生活習慣病や婦人科系の病気などがあると妊娠・出産時のトラブルが起こりやすくなります。
まとめ
高齢出産では胎児に染色体異常が起こりやすくなるほか、難産や妊娠合併症など母体へのリスクも高くなります。
卵子の老化や女性ホルモンの減少など、加齢には抗えない部分もありますが、食習慣の見直しや生活リズムを整えることなど、高齢出産のリスクを減らすために出来ることもあります。

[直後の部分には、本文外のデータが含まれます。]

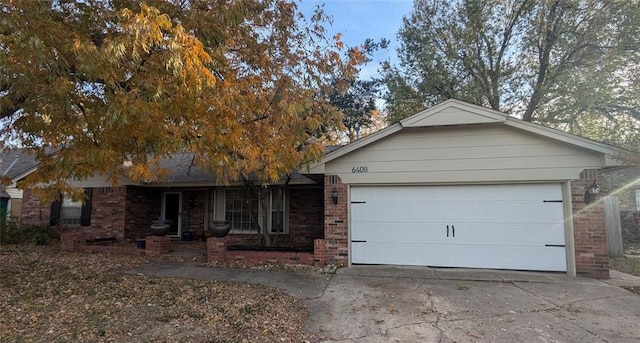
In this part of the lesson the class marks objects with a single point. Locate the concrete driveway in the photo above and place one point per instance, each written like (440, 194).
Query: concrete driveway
(405, 304)
(417, 304)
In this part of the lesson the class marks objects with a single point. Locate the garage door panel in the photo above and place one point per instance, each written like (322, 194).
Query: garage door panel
(490, 226)
(548, 259)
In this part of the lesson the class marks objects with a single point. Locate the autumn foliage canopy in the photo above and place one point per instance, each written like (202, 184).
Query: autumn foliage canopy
(112, 87)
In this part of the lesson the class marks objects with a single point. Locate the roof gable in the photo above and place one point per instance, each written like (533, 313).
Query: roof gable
(453, 112)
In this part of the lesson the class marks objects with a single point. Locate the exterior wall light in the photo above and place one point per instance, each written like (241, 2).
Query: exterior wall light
(334, 195)
(590, 194)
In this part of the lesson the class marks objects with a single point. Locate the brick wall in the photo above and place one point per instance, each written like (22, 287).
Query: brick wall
(33, 213)
(143, 206)
(336, 221)
(196, 213)
(107, 213)
(590, 235)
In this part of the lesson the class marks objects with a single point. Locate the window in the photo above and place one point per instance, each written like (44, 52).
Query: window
(71, 212)
(242, 210)
(66, 211)
(277, 206)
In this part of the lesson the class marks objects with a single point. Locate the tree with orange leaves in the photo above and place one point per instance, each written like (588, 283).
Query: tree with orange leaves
(113, 87)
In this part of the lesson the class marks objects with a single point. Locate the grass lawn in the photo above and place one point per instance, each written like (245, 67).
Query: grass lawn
(52, 296)
(629, 265)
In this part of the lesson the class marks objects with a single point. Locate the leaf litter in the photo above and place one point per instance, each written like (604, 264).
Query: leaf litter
(51, 296)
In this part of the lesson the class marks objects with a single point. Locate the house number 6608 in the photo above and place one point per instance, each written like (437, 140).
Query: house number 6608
(360, 169)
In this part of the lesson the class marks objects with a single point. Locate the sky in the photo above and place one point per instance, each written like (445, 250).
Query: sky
(358, 20)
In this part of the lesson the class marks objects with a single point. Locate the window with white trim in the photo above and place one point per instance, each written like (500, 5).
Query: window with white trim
(70, 212)
(241, 210)
(277, 206)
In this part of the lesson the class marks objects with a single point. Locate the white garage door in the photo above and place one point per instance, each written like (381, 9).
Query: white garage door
(480, 226)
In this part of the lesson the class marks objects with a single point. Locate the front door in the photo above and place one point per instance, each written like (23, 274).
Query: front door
(171, 210)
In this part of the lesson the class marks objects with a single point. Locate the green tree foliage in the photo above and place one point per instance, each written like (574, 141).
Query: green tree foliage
(568, 64)
(101, 82)
(357, 104)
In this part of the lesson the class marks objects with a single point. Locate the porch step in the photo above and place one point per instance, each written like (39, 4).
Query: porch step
(187, 252)
(185, 256)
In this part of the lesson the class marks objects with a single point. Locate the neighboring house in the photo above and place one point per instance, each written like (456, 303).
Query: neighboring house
(456, 185)
(14, 165)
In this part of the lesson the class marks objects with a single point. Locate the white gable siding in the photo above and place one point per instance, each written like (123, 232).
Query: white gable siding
(458, 154)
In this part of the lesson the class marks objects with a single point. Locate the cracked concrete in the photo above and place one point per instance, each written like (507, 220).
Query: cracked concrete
(407, 304)
(369, 304)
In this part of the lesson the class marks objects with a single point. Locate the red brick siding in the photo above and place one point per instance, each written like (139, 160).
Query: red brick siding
(196, 214)
(590, 235)
(336, 220)
(107, 213)
(142, 206)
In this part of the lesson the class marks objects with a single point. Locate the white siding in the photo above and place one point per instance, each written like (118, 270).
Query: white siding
(486, 153)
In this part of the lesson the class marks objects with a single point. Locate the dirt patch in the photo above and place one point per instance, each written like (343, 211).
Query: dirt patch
(47, 295)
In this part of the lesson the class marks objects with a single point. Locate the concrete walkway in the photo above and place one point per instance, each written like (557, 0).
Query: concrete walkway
(416, 304)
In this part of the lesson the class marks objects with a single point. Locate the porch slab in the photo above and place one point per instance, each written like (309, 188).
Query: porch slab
(300, 285)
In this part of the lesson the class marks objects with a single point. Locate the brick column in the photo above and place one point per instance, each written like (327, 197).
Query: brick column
(217, 249)
(158, 245)
(319, 252)
(589, 231)
(336, 231)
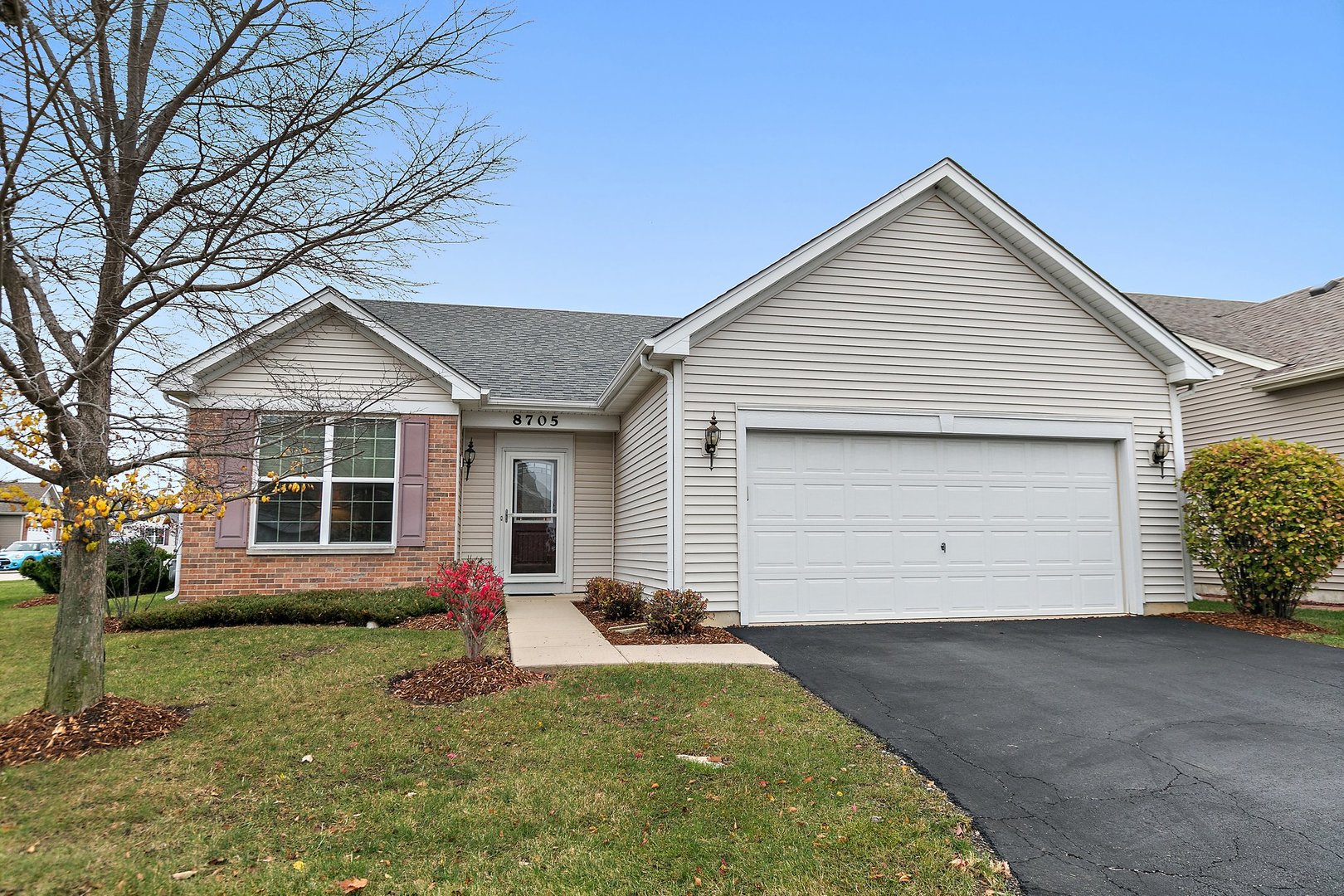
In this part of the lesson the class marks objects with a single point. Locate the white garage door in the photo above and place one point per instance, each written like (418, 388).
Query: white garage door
(874, 527)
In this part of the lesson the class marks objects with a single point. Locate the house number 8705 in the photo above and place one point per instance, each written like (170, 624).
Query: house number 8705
(537, 419)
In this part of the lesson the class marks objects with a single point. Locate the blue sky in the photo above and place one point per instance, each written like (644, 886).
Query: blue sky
(671, 151)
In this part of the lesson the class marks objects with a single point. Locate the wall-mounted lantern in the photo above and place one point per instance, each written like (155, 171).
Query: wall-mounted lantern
(1161, 450)
(711, 438)
(468, 458)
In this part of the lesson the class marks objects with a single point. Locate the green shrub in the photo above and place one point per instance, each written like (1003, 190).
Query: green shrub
(138, 567)
(134, 567)
(616, 601)
(1268, 516)
(671, 613)
(46, 572)
(305, 607)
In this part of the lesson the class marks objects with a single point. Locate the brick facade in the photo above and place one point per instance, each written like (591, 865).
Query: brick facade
(206, 571)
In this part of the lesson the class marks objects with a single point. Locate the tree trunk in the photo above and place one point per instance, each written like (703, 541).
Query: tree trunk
(77, 653)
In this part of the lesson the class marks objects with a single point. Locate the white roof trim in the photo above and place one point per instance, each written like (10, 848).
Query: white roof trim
(1298, 377)
(190, 377)
(1160, 345)
(1231, 353)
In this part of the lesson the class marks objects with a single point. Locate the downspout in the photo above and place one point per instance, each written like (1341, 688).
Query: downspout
(674, 496)
(1177, 468)
(182, 542)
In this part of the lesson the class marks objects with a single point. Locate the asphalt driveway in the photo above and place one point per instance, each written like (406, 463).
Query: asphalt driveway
(1135, 755)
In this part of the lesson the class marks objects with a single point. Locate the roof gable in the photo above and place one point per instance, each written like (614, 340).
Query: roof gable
(996, 219)
(524, 353)
(191, 377)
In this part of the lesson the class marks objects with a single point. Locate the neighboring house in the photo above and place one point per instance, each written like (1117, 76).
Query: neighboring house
(1283, 366)
(14, 519)
(932, 410)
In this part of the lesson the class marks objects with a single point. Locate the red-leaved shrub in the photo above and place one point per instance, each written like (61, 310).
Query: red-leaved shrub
(474, 594)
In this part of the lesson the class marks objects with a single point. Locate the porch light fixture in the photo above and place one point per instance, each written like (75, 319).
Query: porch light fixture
(468, 458)
(711, 438)
(1161, 450)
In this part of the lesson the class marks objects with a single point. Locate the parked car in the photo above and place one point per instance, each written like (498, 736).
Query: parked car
(14, 557)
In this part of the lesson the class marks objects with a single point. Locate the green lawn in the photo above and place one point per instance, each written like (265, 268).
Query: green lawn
(1329, 620)
(570, 786)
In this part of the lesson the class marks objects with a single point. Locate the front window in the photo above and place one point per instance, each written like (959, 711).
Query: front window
(346, 477)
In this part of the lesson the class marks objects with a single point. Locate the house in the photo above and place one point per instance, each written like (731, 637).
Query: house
(1283, 366)
(14, 520)
(932, 410)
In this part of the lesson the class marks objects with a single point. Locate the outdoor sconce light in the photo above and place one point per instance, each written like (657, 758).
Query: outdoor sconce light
(1161, 449)
(468, 458)
(711, 438)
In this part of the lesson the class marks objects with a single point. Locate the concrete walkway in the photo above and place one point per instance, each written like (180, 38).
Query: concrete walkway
(548, 631)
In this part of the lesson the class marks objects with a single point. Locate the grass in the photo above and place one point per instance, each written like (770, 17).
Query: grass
(570, 786)
(1329, 620)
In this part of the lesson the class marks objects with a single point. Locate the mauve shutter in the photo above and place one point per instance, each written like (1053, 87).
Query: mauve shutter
(413, 485)
(234, 473)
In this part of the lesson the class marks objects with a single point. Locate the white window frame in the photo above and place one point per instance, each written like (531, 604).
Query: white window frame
(324, 544)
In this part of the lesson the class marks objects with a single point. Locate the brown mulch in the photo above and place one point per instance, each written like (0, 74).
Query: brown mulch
(707, 635)
(440, 622)
(112, 722)
(1246, 622)
(453, 680)
(45, 601)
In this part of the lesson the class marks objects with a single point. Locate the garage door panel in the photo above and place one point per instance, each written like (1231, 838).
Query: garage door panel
(962, 503)
(776, 550)
(873, 503)
(776, 598)
(824, 550)
(874, 550)
(773, 503)
(854, 528)
(917, 503)
(823, 503)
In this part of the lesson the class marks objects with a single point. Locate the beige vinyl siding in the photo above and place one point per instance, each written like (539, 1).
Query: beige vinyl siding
(477, 499)
(1227, 407)
(593, 505)
(926, 314)
(331, 359)
(641, 490)
(11, 528)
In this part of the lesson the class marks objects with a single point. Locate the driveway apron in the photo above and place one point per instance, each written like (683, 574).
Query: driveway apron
(1124, 755)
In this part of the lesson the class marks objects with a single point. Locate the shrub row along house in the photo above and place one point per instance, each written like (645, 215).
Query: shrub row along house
(932, 410)
(1283, 366)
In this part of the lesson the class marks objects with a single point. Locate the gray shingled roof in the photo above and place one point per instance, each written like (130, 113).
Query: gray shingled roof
(523, 353)
(32, 488)
(1294, 328)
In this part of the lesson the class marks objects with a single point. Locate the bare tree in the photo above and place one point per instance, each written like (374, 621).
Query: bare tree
(171, 167)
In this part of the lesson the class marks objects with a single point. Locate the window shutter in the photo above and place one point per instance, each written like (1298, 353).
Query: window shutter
(234, 473)
(413, 483)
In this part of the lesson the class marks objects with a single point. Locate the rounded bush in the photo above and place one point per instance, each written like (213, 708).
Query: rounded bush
(616, 601)
(1268, 516)
(672, 613)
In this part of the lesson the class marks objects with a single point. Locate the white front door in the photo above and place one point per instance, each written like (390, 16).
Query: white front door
(533, 522)
(877, 527)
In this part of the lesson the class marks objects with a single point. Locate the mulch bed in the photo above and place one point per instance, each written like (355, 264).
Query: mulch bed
(45, 601)
(1246, 622)
(707, 635)
(453, 680)
(112, 722)
(440, 622)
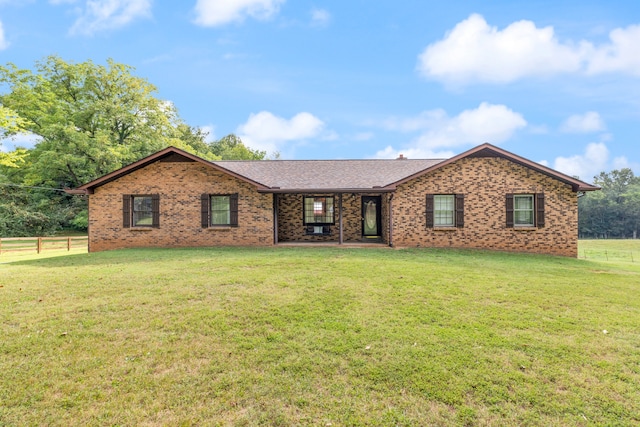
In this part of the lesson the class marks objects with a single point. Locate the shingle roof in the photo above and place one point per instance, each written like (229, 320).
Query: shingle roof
(326, 174)
(329, 175)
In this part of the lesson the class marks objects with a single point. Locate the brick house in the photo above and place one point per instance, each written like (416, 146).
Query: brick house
(485, 198)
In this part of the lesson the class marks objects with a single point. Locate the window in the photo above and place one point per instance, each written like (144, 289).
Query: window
(141, 210)
(219, 210)
(525, 210)
(318, 210)
(445, 210)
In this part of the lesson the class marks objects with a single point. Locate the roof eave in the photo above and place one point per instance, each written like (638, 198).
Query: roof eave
(576, 184)
(89, 187)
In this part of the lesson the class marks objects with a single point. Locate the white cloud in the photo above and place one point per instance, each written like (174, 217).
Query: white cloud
(101, 15)
(587, 165)
(487, 123)
(438, 131)
(266, 131)
(413, 153)
(619, 56)
(320, 17)
(474, 51)
(3, 42)
(210, 130)
(212, 13)
(583, 123)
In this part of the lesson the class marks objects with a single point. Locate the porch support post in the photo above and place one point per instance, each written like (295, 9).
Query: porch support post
(275, 218)
(340, 217)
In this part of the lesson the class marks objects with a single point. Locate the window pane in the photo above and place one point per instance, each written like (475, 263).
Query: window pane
(523, 210)
(220, 210)
(318, 210)
(142, 211)
(443, 213)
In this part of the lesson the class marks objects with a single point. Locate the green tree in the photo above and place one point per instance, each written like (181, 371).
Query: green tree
(615, 210)
(90, 119)
(231, 147)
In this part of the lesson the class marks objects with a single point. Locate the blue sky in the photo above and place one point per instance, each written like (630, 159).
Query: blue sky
(557, 82)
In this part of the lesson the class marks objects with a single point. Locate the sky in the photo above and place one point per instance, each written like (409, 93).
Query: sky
(557, 82)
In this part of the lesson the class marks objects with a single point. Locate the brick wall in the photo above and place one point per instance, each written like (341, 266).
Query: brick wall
(180, 185)
(485, 183)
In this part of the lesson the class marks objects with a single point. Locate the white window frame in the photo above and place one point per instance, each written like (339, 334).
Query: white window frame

どの年齢でも妊娠・出産について心配なことや不安なことはたくさんあるでしょう。
「できれば子どもが欲しい」と思っている35歳以上のカップルは、協力して妊娠・出産に望めるよう不安解消のためにライフプランをよく話し合ってみてください。
早く可愛い我が子の笑顔に出会えることを心より願っています。